From the front flap:
It’s Mia’s senior year, and things seem great. She aced her senior project, got accepted to her dream college(s), and has her birthday gala coming up… not to mention prom, graduation, and Genovia’s first-ever elections.
What’s not to love about her life? Well…
* Her senior project? It’s a romance novel she secretly wrote, and no one wants to publish it.
* Prince Phillipe’s campaign in the Genovian elections isn’t going well, thanks to her totally loathsome cousin René, who decided to run against him.
* Her boyfriend, J.P., is so sweet and seemingly perfect.
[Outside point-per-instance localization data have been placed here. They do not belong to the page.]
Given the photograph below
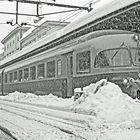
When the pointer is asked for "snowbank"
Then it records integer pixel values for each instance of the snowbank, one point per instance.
(115, 114)
(106, 101)
(47, 100)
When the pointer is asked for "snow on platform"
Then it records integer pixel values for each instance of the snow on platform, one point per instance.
(104, 101)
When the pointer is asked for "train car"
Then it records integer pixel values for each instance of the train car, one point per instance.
(109, 54)
(102, 44)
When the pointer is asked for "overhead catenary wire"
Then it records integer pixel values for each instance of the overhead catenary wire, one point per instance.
(77, 13)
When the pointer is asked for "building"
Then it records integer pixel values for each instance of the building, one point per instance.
(12, 41)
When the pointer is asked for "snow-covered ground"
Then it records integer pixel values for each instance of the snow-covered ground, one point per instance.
(113, 114)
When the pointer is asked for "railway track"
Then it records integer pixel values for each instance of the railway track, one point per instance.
(68, 122)
(5, 134)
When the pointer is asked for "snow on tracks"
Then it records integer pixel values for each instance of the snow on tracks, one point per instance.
(68, 122)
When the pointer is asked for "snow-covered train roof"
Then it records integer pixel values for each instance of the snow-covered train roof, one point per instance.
(98, 13)
(95, 14)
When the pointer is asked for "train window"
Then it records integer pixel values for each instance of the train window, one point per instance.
(26, 74)
(51, 69)
(136, 56)
(41, 71)
(83, 62)
(5, 78)
(10, 77)
(112, 57)
(15, 76)
(59, 67)
(20, 75)
(33, 73)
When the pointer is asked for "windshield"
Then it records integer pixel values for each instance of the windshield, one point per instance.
(135, 53)
(113, 58)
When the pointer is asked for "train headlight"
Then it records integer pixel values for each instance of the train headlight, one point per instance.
(125, 81)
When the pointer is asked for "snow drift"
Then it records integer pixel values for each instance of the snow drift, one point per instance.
(106, 101)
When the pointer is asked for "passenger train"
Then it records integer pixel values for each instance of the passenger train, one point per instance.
(102, 45)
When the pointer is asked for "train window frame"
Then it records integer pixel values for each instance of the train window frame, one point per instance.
(20, 75)
(26, 75)
(33, 77)
(11, 77)
(15, 76)
(59, 67)
(5, 78)
(113, 66)
(40, 73)
(86, 70)
(49, 71)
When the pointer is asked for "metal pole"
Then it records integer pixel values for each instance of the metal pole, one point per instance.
(2, 82)
(16, 12)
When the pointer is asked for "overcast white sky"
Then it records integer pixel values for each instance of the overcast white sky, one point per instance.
(29, 8)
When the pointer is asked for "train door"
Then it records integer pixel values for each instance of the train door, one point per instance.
(69, 60)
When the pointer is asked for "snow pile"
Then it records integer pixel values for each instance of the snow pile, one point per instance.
(106, 101)
(47, 100)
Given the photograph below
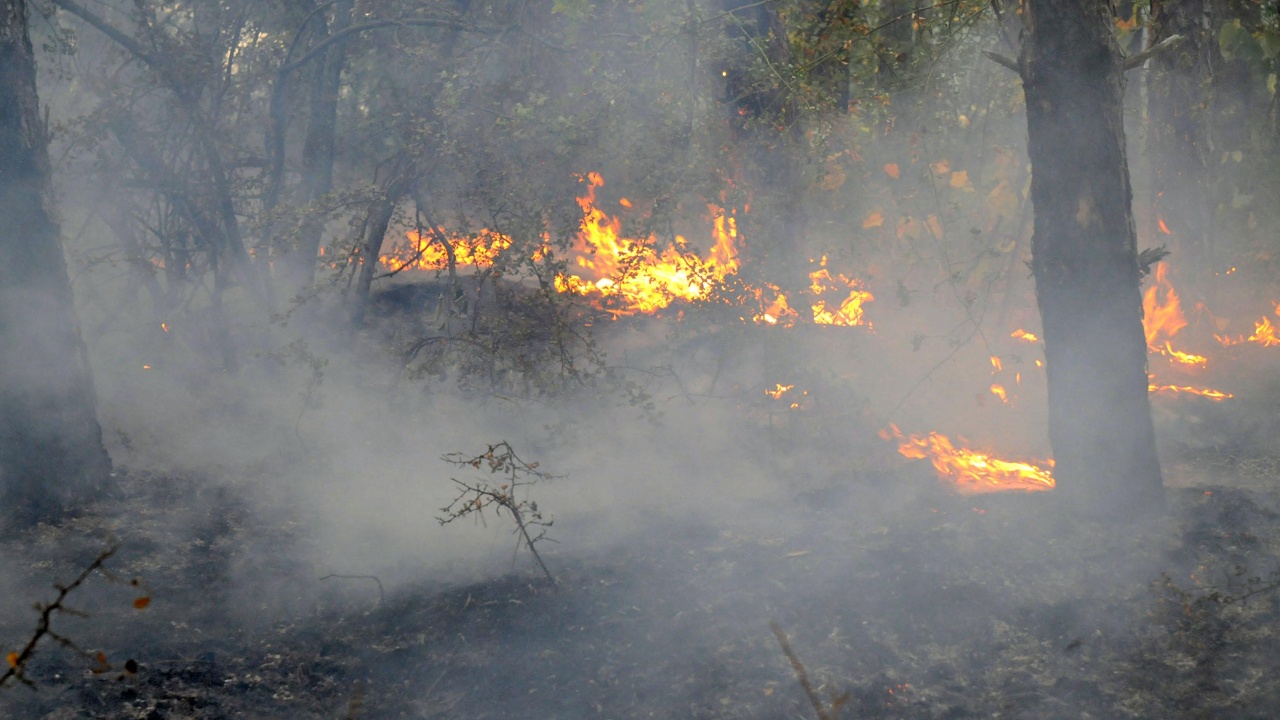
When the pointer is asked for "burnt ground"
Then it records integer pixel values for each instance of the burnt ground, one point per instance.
(933, 607)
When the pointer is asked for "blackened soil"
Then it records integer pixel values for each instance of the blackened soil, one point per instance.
(944, 607)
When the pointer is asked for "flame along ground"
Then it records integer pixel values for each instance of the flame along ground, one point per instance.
(973, 472)
(630, 277)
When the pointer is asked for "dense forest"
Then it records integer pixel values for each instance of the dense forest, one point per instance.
(624, 359)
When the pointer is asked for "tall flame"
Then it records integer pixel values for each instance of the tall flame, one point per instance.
(631, 274)
(1161, 310)
(970, 472)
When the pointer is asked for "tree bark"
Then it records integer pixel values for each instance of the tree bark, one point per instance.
(1084, 258)
(51, 455)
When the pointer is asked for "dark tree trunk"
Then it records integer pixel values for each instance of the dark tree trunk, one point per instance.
(1178, 139)
(1084, 256)
(51, 455)
(376, 222)
(318, 147)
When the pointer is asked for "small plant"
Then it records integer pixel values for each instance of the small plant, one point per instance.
(16, 661)
(515, 479)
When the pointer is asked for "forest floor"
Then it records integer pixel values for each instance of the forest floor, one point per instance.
(941, 606)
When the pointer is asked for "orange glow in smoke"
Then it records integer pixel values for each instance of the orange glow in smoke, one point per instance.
(970, 472)
(629, 277)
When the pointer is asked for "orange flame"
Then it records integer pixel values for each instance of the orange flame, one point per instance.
(778, 391)
(627, 276)
(1161, 317)
(1188, 390)
(1183, 358)
(1264, 335)
(970, 472)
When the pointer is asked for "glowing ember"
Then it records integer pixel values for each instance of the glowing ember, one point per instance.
(1264, 335)
(969, 472)
(631, 274)
(778, 391)
(1188, 390)
(1183, 358)
(850, 309)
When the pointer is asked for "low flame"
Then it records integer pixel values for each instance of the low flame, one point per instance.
(1264, 335)
(1161, 310)
(1188, 390)
(970, 472)
(778, 391)
(629, 277)
(1183, 358)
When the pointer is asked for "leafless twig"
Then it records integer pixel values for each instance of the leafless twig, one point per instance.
(819, 707)
(17, 660)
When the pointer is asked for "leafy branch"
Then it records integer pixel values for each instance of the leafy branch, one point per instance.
(515, 477)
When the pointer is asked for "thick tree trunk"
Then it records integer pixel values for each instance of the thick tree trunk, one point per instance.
(1084, 258)
(51, 454)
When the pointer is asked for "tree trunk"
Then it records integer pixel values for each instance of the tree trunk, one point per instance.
(51, 455)
(1084, 258)
(318, 149)
(1178, 140)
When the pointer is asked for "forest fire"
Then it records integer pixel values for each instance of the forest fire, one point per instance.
(1188, 390)
(1264, 335)
(1162, 318)
(630, 277)
(970, 472)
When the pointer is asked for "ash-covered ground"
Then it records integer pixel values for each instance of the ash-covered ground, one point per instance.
(311, 579)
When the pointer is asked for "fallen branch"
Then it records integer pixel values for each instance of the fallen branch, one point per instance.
(17, 660)
(819, 707)
(478, 495)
But is he the one?
* And her first love, Michael, is back from Japan… and back in her life.
With Genovia’s and her own future hanging in the balance, Mia’s got some decisions to make. Which college? Which guy? How can she choose? Especially when what she decides might determine not just the next four years, but… forever!
Nearly two years have passed since the events of Princess Mia, and now it’s just a week until graduation. Mia has spent the intervening time working on a steamy romance novel for her senior project, but has lied to her friends, telling them it’s about Genovian olive oil processing. She’s also lied about various other things, as well, including hiding the fact that she got accepted into quite a few prestigious colleges.
I found the first half of the book to be very annoying, as Mia’s constant justifications of why she can’t just come out and tell people things are quite frustrating. She says stuff like, “I course I couldn’t tell Tina the truth—that my senior project is not a history of Genovian olive oil processing but in reality a romance novel, because it has sex scenes, and she’ll wonder how I researched them.” Both K and I were confused as to why this was a problem, since Tina is a big romance novel fan. My theory was that Mia thought Tina would realize she had broken their “let’s lose our virginity on prom night” deal and had already had sex with J.P., thus providing insights for her novel. It turns out, though, that the big mystery of how she researched them is… by reading copious amounts of romance novels. She and J.P. have evidently not gotten beyond first base in two years of dating. (!)
The second half is a bit better, though. Michael returns and J.P. finally shows his true colors. Both Mia and Lilly have grown up, too, so are able to patch things up. Does Mia realize how much she is to blame for all that went wrong, like I’d hoped? Not really, but she does at least have a decent conversation with Michael about how she screwed everything up. Mostly, her failings are attributed to her immaturity at the time rather than to any lingering personality issues, like chronic indecision.
I also like that she’s very responsible about sex and subsequently firm in her convictions that she could say no if she wasn’t ready. I just wish she weren’t prone to declaring “I suck!” when being equally firm and reasonable about the nature of the publishing contract for her romance novel (the excerpts of which are laughably bad, by the way). She’s well within her rights to want the book to be considered on its own merits, but still feels bad for refusing a lucrative offer J.P. wrangles purely on the basis of her celebrity status.
Anyway, the ending is satisfying, with various important conversations finally transpiring and loose ends wrapped up. It even gets a little amusing: my favorite line is, “Hey, quit sniffing me a minute.” Ultimately, however, my primary emotion is relief that I can now go a very long time without reading anything by Meg Cabot.